Despite the decision by Finance Minister Pravin Gordhan to stave off a Value Added Tax (VAT) increase for 2016, economists are now saying that the possibility of an increase next year is highly likely.
Pre-speech reports came out stating that a VAT hike could be the answer to South Africa’s bleak economic outlook. The general consensus was that a 1% increase could avert further looming credit downgrades stabilising the Rand.
But then Gordhan chose not to increase VAT, but taxes like excise and sin tax instead. He reasoned that VAT is a regressive tax and would see the poor forking out the most.
But not all economists believe that Gordhan will increase VAT. “Although Finance Minister Pravin Gordhan may refer to VAT as regressive, that may not be the reason for VAT not being mentioned in the Budget.

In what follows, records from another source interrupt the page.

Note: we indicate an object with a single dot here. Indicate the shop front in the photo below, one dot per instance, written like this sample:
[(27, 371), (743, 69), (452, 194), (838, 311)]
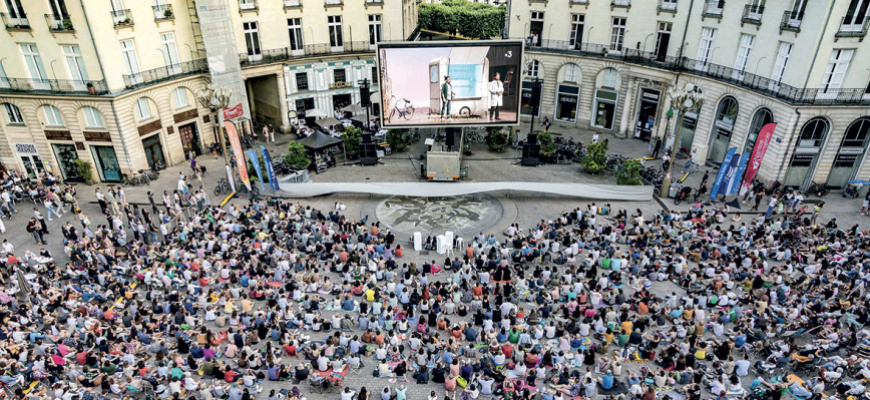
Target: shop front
[(66, 155), (150, 134), (527, 106), (30, 159), (567, 99), (604, 109), (103, 154), (189, 132), (647, 112)]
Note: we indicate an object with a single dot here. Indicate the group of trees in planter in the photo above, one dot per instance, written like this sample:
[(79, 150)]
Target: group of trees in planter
[(472, 20)]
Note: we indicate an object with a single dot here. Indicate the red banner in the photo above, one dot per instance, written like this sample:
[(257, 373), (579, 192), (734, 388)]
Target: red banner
[(757, 156), (238, 153), (234, 111)]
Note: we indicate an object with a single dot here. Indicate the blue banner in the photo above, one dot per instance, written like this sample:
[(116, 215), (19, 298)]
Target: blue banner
[(273, 180), (252, 155), (721, 175), (730, 174), (741, 168)]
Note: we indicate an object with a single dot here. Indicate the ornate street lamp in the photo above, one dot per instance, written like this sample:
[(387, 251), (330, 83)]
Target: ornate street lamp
[(216, 99), (689, 98)]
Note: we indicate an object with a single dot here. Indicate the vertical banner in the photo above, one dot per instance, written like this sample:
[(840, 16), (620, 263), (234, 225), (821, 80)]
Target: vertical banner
[(255, 160), (721, 175), (239, 155), (273, 180), (757, 156), (219, 38), (738, 177), (730, 174)]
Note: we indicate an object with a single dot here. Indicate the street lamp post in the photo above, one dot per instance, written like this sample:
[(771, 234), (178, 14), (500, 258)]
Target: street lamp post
[(686, 99), (216, 99)]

I do not think Minister Gordhan will tamper with the general rate of VAT, as this would harm the poor,” said Chris Gilmour, investment marketer and analyst at Barclays Africa Group Wealth and Investment Management.

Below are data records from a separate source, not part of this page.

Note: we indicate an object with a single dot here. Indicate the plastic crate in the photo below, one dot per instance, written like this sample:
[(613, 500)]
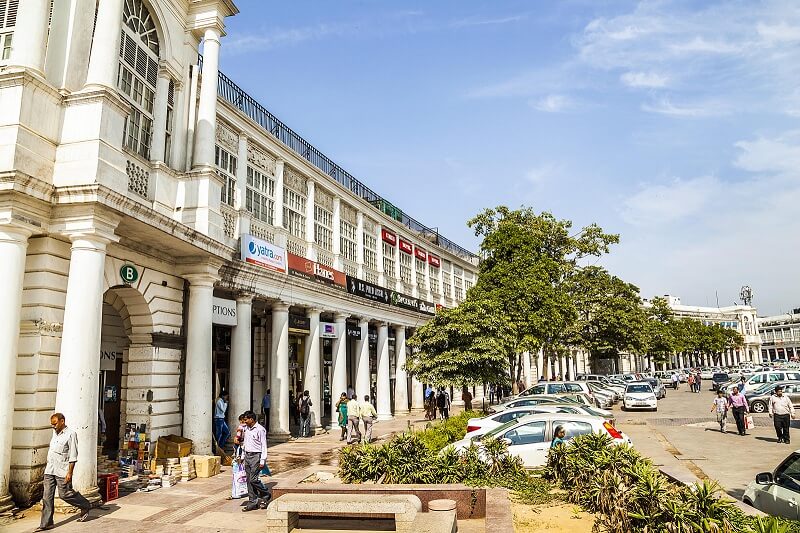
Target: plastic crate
[(109, 486)]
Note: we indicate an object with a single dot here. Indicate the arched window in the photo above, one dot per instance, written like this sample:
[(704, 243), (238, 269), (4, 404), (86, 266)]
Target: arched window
[(138, 74)]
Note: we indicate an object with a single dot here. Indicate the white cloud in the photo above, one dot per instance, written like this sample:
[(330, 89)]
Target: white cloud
[(644, 79), (553, 103)]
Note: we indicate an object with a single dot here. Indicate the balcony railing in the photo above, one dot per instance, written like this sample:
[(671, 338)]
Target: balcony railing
[(234, 95)]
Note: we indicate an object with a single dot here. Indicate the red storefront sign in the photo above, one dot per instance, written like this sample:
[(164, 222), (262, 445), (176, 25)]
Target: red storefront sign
[(389, 237), (406, 247), (311, 270)]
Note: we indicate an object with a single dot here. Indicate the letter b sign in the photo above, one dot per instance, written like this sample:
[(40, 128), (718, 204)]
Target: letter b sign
[(128, 273)]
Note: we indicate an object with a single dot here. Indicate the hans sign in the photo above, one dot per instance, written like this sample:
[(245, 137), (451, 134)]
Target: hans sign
[(262, 253)]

“Most economists agree that a VAT increase is better for economic efficiency than a further personal income tax increase. However, the politics will be better in face of the unions who will fight any increase because this tax is felt broadly by the public at large.
“Many say that a VAT increase must be accompanied by an increase in social welfare benefits to cover the increase for the poor. Others will request more zero ratings for goods mainly used by lower income households,” stated Keith Engel from the South African Institute of Tax Professionals.

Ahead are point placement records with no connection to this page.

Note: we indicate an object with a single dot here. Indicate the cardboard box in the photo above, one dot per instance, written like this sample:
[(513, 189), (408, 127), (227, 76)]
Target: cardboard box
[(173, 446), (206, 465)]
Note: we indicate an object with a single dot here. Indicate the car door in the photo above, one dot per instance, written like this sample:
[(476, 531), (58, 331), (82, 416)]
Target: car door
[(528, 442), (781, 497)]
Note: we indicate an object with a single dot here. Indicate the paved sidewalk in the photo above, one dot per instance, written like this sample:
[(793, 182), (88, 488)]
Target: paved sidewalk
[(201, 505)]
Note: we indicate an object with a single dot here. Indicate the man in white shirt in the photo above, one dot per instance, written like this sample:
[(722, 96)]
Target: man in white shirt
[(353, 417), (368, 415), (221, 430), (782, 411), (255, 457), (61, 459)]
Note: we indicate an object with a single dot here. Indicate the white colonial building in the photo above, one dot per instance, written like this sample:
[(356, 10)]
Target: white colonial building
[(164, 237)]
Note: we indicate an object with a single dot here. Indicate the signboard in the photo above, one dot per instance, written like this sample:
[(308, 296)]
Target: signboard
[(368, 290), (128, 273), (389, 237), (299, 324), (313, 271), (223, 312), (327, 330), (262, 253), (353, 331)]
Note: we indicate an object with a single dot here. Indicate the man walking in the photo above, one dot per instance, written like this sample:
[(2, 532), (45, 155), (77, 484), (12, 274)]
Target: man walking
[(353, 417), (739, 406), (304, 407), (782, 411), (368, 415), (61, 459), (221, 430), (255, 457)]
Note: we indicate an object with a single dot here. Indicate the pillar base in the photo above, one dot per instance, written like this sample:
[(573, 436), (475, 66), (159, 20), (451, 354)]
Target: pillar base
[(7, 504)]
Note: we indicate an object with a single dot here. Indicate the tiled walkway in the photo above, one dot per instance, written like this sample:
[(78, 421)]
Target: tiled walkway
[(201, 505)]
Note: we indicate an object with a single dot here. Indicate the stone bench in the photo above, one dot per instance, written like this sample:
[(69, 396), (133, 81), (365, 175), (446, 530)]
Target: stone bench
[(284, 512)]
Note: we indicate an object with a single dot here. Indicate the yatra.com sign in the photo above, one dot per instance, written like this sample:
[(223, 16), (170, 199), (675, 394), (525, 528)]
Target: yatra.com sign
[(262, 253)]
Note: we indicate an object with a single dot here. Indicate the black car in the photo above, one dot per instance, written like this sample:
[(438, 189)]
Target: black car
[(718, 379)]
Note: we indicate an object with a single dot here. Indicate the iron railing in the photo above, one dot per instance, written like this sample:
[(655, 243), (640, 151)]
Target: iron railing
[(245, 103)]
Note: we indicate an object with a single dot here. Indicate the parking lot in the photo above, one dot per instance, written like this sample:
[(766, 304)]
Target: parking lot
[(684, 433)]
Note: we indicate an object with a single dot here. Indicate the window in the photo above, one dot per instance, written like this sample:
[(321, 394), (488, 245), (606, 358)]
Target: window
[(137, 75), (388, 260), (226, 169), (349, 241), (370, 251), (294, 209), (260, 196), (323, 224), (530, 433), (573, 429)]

Many economists also say that the budget has created a hidden VAT increase for selected items. This being the case with the sugar tax, environmental taxes (e.g. tyre levy) and fuel tax, as they all contain higher costs for consumption. “These things are easier to implement, politically, than VAT.”
The general economic stance is that curbed spending on wages and other waste will do more for the economy that further tax increases of any kind. “The size of government has now become too big for the private sector to carry,” added Engel.
While the Budget was a step in the right direction, whether it managed to avert a downgrade remains to be seen.
“We have to wait and see the full recommendations of the Davis Committee on tax,” stated Gilmour.
The scene however seems set for a VAT increase in the coming years but that is still growth dependant, concluded BD Live.